Case ID: misc_172/html/0027-01.html
Source: Caselaw Access Project
Author: {"author": "", "license": "Public Domain", "url": "https://static.case.law/"}
Date Created: 2024-08-24T03:29:51.129683

George Dinnerstein, Appellant, v. Max’s Gas Station, Inc., and Others, Respondents.
    Supreme Court, Appellate Term, Second Department,
    June 23, 1939.
    
      Morris Berler, for the appellant.
    
      Samuel Rubin, for the respondents.
   Judgment and order unanimously reversed upon the law and a new trial granted, with thirty dollars costs to plaintiff to abide the event.

This is an action to recover on a statutory undertaking damages sustained by plaintiff by reason of an attachment. Plaintiff seeks to recover counsel fees expended for all legal services subsequent to the levy of the attachment.

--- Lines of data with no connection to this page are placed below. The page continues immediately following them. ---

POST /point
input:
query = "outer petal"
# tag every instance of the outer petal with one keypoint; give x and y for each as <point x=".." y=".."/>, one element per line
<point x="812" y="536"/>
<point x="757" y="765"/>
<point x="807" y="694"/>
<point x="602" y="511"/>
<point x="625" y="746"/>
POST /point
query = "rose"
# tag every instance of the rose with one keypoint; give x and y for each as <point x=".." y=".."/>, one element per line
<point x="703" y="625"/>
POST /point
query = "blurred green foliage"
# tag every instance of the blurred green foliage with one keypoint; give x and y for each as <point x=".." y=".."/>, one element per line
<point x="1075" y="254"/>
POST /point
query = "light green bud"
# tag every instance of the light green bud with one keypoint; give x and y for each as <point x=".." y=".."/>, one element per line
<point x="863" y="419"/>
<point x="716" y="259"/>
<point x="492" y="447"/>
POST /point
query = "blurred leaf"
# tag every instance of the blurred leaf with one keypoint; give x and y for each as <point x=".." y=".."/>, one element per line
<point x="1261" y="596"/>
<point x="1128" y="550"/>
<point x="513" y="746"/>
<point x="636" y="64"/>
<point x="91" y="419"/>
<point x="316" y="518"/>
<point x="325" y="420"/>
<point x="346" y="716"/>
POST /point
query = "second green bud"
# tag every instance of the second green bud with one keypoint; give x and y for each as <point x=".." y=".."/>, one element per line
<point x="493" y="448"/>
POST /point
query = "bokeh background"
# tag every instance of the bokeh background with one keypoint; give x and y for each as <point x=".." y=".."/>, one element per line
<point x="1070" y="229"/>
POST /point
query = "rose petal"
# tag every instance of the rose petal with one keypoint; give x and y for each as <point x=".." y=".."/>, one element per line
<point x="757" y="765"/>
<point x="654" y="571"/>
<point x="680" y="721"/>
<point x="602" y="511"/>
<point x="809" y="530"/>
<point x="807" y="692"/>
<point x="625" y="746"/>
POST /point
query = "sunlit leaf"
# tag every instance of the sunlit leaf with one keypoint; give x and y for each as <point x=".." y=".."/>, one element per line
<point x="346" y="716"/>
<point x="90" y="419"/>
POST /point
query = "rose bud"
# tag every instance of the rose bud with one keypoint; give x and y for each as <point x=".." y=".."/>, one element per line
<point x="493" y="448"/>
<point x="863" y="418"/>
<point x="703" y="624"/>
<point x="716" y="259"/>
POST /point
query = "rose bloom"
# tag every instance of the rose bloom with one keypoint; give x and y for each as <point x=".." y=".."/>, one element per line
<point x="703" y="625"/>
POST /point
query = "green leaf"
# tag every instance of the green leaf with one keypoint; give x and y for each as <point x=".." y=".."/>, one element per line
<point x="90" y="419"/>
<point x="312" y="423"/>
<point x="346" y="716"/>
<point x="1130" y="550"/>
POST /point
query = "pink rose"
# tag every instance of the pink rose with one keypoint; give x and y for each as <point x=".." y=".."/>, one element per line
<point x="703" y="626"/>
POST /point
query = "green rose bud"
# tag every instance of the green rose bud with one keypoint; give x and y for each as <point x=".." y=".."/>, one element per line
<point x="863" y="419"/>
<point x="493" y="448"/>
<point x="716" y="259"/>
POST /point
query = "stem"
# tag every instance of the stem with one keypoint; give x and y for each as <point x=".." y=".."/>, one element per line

In the action in which the attachment was issued the defendant therein was served by personal service of the summons. The attachment which was levied was not the basis of the court’s, jurisdiction either over the person of the defendant or the subject-matter of the action. In fact, the attachment was issued after the service of the summons upon the defendant in that action. The action having been instituted by personal service subjected the then defendant to the expense of engaging counsel in the preparation and conduct of his defense upon the issues raised by the pleadings. Except for the bringing of the motion to obtain a vacatur of the attachment, the defendant’s legal expenses were not increased or affected by the levy of the attachment for the reason that the then defendant was subjected to possible liability on the issues involved in the action and not by the warrant of attachment. In other words, the fees of counsel incurred in the defense in the principal suit were not the natural and direct consequence of the levy of the attachment. (Thropp v. Erb, 255 N. Y. 75.) Plaintiff, therefore, is not entitled to recover counsel fees for the defense of the action. However, recovery may be had for the legal expenses incurred, if any, in seeking to vacate the attachment (Tyng v. American Surety Co., 174 N. Y. 166) and damages, if any, by reason of the detention of the bank deposit. (See Northampton National Bank v. Wylie, 52 Hun, 146; affd., 123 N. Y. 663.) No opinion.

Present — Lewis, Smith and McCooey, JJ.